Immaginate qualcuno che parla di Mayotte senza essere mai stato lì. Il vostro intervento è molto demagogico, ha criticato Sandrine Rousseau, del partito ecologista, riferendosi alle bottiglie d’acqua distribuite dai militari, alle interrogazioni all’Assemblea nazionale dove ha ha chiesto al ministro degli Interni dei progressi di fronte alla crisi in corso.
Etre paraphrasée par @sandrousseau est certainement une forme d'hommage… Quand les #NUPES se mobiliseront autant pour l'#eau ou la #santé à #Mayotte qu'ils l'ont fait contre l'opération #Wambushu organisée à la demande la population et des élus, ils seront crédibles. pic.twitter.com/ofzdwo1EiL
— Estelle Youssouffa Députée (@DeputeeEstelle) October 3, 2023
Quello dell’acqua è un (serio) problema anche dell’Italia
Quello della malagestione delle risorse idriche è purtroppo un problema che riguarda anche noi molto da vicino.

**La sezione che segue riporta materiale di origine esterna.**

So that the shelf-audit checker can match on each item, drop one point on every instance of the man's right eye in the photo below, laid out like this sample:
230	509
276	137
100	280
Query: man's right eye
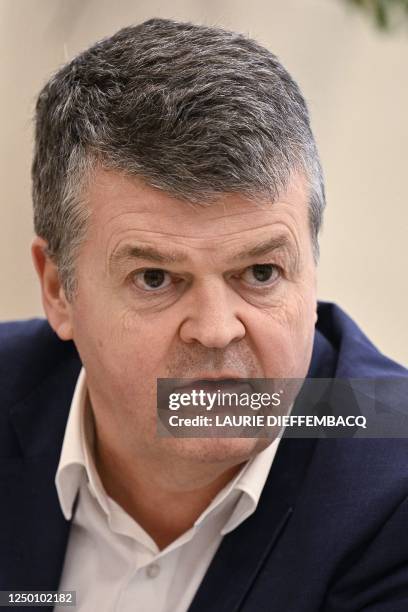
151	279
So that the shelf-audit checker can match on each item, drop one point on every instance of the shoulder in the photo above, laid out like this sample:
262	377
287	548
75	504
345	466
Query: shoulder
29	351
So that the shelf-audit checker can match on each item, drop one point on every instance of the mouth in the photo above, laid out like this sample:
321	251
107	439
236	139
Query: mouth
214	385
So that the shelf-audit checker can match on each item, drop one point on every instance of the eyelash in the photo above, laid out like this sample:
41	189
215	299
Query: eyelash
159	291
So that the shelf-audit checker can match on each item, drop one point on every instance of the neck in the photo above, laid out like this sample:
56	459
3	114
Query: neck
164	508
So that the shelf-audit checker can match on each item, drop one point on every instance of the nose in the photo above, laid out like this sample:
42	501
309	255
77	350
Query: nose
212	320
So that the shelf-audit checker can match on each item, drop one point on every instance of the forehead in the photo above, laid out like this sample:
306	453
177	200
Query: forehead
124	207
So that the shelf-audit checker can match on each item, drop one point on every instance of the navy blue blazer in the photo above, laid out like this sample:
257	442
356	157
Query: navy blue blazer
330	532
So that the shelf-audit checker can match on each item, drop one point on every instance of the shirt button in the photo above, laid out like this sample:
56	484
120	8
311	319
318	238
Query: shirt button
153	570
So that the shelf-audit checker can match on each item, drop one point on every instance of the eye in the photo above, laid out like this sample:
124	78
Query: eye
152	279
261	274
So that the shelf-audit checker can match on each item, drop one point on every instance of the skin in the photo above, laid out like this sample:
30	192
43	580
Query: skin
211	318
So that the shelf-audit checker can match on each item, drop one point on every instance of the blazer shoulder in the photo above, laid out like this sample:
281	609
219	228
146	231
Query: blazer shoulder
29	351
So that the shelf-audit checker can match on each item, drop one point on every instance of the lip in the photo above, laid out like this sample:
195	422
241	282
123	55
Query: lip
211	379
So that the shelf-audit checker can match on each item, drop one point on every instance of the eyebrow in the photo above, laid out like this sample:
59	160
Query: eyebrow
130	252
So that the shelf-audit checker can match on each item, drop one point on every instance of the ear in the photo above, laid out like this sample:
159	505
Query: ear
56	306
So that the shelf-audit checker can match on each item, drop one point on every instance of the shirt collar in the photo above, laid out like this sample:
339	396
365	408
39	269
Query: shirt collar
76	461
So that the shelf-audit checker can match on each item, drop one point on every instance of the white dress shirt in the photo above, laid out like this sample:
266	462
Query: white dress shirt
111	561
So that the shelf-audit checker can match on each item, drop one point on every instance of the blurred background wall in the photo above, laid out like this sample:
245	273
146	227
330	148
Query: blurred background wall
355	80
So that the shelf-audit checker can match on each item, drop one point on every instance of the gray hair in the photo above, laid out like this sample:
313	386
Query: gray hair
195	111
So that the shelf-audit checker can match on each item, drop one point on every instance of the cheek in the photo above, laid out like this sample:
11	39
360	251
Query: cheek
284	336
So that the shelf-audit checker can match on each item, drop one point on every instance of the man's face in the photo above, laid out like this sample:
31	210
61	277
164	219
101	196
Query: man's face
167	289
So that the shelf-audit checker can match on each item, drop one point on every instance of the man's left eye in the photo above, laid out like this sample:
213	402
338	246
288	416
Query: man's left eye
152	279
261	274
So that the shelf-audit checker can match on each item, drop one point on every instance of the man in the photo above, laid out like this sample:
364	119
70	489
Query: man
178	198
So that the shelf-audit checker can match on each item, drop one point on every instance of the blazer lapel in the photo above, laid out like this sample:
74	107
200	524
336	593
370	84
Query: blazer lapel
243	552
34	532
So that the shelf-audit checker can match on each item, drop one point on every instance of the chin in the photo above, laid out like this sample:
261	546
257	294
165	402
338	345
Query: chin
229	451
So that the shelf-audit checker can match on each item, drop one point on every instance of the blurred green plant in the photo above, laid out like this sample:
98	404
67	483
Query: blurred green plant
386	14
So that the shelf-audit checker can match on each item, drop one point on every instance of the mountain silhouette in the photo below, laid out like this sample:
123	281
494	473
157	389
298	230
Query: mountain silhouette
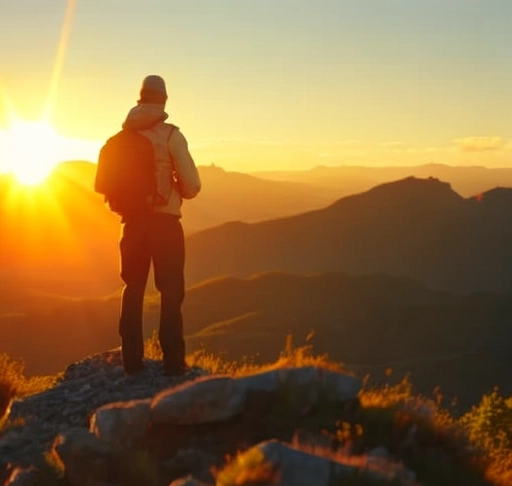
416	228
465	180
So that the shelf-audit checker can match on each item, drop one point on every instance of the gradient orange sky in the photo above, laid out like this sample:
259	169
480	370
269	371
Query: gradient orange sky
271	84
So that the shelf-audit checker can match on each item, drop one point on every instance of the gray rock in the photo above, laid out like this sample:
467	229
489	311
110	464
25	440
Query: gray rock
87	460
122	423
206	400
22	477
293	467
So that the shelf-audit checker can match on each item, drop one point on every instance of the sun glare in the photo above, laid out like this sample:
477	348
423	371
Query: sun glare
31	151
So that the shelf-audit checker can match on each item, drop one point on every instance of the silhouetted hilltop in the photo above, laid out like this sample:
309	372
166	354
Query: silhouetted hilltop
411	228
465	180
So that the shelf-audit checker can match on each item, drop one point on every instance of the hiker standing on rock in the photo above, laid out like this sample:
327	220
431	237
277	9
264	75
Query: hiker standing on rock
155	236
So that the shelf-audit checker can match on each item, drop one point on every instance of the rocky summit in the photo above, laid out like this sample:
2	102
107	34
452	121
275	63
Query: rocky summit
97	426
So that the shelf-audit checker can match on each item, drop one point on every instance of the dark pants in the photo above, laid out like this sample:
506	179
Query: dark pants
158	239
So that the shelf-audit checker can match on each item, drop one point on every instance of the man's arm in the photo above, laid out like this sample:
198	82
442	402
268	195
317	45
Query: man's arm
187	175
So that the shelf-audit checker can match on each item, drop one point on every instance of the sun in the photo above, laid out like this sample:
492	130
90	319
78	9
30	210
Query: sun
31	150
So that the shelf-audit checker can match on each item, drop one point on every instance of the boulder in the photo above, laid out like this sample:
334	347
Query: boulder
87	460
122	423
205	400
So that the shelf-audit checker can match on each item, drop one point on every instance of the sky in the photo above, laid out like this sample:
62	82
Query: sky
270	84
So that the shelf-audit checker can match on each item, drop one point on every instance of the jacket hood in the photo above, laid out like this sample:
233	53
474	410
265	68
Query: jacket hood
145	115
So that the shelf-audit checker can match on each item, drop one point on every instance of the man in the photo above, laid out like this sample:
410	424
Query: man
157	237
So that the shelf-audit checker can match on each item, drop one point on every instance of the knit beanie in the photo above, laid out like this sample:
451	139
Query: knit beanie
153	90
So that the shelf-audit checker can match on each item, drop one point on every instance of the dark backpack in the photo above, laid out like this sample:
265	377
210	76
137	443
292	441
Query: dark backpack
125	173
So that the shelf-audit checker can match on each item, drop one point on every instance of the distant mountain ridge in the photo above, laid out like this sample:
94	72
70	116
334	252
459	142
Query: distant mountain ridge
416	228
69	243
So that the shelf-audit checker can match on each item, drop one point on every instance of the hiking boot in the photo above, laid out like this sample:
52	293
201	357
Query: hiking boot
134	370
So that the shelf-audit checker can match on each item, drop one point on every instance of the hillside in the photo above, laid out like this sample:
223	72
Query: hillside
460	343
414	228
61	238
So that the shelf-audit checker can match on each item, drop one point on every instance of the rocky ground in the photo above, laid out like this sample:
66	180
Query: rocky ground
84	387
284	426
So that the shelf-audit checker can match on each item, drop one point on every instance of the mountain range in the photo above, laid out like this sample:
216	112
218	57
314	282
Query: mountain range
416	228
60	238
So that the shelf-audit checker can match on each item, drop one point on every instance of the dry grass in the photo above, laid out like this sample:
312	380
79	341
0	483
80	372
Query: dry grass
484	432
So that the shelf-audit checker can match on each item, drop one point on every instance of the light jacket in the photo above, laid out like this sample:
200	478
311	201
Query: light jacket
177	177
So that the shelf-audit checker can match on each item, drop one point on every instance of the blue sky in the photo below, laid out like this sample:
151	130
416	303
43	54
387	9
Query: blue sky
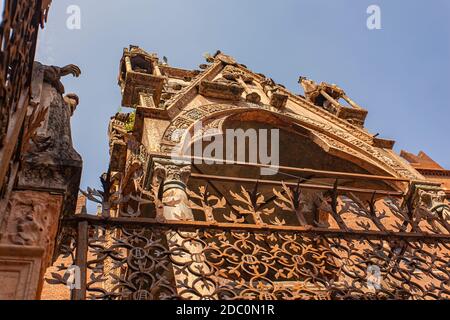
401	73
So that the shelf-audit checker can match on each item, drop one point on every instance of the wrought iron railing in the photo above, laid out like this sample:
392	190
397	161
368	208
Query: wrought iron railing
302	244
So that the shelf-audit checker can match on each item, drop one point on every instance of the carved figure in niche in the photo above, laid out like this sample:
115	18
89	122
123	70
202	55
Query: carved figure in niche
317	93
433	201
316	208
47	92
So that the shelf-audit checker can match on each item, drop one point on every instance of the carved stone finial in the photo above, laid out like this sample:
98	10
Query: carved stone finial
72	101
171	171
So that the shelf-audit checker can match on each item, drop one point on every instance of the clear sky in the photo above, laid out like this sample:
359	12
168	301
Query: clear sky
400	73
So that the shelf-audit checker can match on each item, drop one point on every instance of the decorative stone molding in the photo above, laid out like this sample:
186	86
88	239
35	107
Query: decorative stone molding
339	139
221	90
20	271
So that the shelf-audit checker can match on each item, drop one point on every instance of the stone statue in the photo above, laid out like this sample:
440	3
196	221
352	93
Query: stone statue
51	162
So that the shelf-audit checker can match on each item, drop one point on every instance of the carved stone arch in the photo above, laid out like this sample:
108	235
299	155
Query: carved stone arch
331	139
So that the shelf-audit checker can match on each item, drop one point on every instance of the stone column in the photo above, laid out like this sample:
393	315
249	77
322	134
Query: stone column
45	190
174	176
27	241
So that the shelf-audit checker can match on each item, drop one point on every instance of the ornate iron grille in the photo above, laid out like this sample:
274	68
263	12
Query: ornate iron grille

Dal 2010 al 31 agosto 2023, in Italia, su 1.855 eventi meteorologici estremi, il 67% ha visto per protagonista la risorsa idrica con 667 allagamenti, 163 esondazioni fluviali, 133 danni alle infrastrutture da piogge intense, 120 danni da grandinate, 85 frane da piogge intense, 83 danni da siccità prolungata. Tra le regioni più colpite: Sicilia e Lombardia con 146 eventi ed Emilia-Romagna con 120. Tra le città spiccano Roma, con 65 eventi, Milano 32, Agrigento 24, Bari 24, Genova 20, Palermo 17, Napoli 17, Ancona 14, Bologna 11, Modena 10, Torino 10.
Una Penisola che si trova a fare i conti sempre di più con gli effetti della crisi climatica, i danni per eccesso o mancanza d’acqua; ma anche con la fragilità di un territorio in gran parte a rischio frane e alluvioni e dove spesso la qualità dell’acque non è delle migliori come ricorda il problema cronico della maladepurazione, che è costato sino ad ora all’Italia oltre 142 milioni di euro in sanzioni pecuniarie, o l’inquinamento chimico di fiumi e falde.
A scattare la fotografia è Legambiente che in occasione del V Forum Acqua dal titolo “La transizione ecologica dell’acqua” fa il punto sulla risorsa idrica tra ritardi e problemi da affrontare, come crisi climatica, fragilità del territorio e maladepurazione.
Cosa fare quindi?
Secondo Legambiente, sul fronte siccità, bisogna puntare su un approccio integrato e, dunque, ricostituire una regia unica, da parte delle Autorità di bacino distrettuale per costruire protocolli di raccolta dati e modelli logico/previsionali che permettano di conoscere il sistema delle disponibilità, dei consumi reali, della domanda potenziale e definire degli aggiornati bilanci idrici.
Sul fronte dissesto idrogeologico, occorre dare un ruolo centrale alle autorità di distretto, che devono essere messe nelle condizioni di poter avere personale, risorse economiche e “autorità” decisionale sovraordinata rispetto agli altri enti e amministrazioni locali (comuni, regioni, consorzi, gestori del SII ad esempio) per poter garantire quegli aspetti di visone complessiva di gestione del territorio e della risorsa idrica.
Sul fronte maladepurazione, bisognerebbe completare i lavori della rete impiantisca e prevedere più risorse, visto che i fondi specifici previsti dal PNRR pari ai 600 milioni non sono sufficienti, come sottolineato anche dagli operatori di settore e dalla Commissione Europea.
E, ciliegina sulla torta, ricordiamoci che sull’Italia pesano ancora quattro procedure di infrazione per la mancata conformità alla Direttiva Acque Reflue (91/271/CEE).